Zusammen mit den Cocktails gingen wir an den ausgesuchten Tisch. Hier saßen wir etwas ungestörter, außer Hörweite des Barkeepers und der beiden Gäste am Tisch.
Jennifer probierte ihren Cocktail.
»Super«, schwärmte sie und verdrehte leicht die Augen. »So, Bill, jetzt will ich aber alle Informationen von dir bekommen!« Ihre Stimme klang sanft aber fordernd.
Ich erzählte ihr etwas über den Privatdetektiv John Smith und wie er Anfang der Woche mit einem Aktenkoffer vor meiner Haustür gestanden hatte.
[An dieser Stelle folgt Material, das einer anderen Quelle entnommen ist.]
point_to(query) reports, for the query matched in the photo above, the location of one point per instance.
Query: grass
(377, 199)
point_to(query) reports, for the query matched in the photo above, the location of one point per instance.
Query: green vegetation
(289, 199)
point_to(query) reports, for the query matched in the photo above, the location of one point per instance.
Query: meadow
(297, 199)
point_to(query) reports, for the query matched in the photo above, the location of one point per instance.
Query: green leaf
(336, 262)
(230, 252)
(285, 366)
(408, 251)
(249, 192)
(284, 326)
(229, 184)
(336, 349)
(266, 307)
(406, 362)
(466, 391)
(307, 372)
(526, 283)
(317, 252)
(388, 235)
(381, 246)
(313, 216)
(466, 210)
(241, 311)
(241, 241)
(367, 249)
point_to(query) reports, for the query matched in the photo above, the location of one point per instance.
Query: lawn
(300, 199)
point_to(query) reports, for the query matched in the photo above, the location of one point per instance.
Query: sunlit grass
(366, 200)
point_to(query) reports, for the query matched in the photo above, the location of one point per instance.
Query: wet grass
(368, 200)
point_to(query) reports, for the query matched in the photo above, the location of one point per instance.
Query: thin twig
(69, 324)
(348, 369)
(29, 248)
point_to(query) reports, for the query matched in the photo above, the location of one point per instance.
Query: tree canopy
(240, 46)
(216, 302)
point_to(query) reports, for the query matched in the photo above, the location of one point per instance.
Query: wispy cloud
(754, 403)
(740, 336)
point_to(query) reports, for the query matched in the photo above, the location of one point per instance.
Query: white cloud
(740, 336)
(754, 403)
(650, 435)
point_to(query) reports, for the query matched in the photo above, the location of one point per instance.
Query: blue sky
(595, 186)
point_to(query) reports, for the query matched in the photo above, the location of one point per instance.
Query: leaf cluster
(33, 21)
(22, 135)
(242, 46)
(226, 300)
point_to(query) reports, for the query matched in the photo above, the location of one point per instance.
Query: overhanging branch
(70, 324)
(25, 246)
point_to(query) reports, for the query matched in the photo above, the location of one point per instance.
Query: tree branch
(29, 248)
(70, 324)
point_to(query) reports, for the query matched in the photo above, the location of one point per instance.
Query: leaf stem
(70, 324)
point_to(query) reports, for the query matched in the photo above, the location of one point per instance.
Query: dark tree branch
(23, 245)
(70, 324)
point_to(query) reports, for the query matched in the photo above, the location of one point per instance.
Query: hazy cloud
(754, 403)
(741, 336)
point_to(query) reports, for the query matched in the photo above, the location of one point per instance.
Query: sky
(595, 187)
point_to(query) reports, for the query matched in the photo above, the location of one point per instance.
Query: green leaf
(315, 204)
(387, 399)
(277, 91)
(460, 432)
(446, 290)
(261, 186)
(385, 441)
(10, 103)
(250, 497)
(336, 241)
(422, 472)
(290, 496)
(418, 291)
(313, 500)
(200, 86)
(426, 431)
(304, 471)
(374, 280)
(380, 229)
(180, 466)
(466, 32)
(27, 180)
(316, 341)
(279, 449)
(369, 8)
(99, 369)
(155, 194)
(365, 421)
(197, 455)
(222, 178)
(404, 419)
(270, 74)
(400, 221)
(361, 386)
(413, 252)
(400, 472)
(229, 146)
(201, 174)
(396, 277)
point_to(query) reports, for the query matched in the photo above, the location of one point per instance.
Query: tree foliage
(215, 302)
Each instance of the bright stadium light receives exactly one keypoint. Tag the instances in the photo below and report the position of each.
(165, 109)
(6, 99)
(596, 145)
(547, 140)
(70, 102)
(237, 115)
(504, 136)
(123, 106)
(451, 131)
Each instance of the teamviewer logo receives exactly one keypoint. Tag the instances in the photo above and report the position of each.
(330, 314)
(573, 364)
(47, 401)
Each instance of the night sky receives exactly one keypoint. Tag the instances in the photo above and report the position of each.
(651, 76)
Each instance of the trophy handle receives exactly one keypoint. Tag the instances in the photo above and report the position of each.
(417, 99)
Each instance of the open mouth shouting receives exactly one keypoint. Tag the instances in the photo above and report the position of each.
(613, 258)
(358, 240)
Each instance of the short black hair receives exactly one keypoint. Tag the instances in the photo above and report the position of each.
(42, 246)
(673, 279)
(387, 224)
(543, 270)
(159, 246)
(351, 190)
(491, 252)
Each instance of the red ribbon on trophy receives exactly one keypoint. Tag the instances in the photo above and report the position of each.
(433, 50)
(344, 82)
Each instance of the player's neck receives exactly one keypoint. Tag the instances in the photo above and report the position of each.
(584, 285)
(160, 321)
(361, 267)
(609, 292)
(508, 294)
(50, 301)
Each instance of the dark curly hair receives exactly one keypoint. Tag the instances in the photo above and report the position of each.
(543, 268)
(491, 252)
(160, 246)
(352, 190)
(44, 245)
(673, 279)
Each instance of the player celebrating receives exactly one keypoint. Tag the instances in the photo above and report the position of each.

Jennifer hörte mir aufmerksam zu.
Dann erzählte ich ihr von meinen Fundstücken und was ich bis zum derzeitigen Zeitpunkt darüber erfahren hatte. Sie hörte mir sehr interessiert zu und unterbrach mich mit der Frage: »Wäre es vielleicht denkbar, dass die technischen Geräte für deine Kopfschmerzen oder das Brummen in deinem Kopf verantwortlich sind?«
Ich stutzte und schlürfte an meinem Cocktail.
»Entschuldigung«, sagte ich gedankenvoll. »Daran habe ich noch gar nicht gedacht«, antwortete ich auf ihre Frage.
An der Geschichte mit dem goldenen Medaillon war sie sehr interessiert und wollte unbedingt wissen, wie es mir gelungen war, in diese Bank einzudringen. Ich erzählte ihr von dem Brief, der mit Geheimtinte geschrieben war, und dem Schließfachschlüssel mit der Nummer 418.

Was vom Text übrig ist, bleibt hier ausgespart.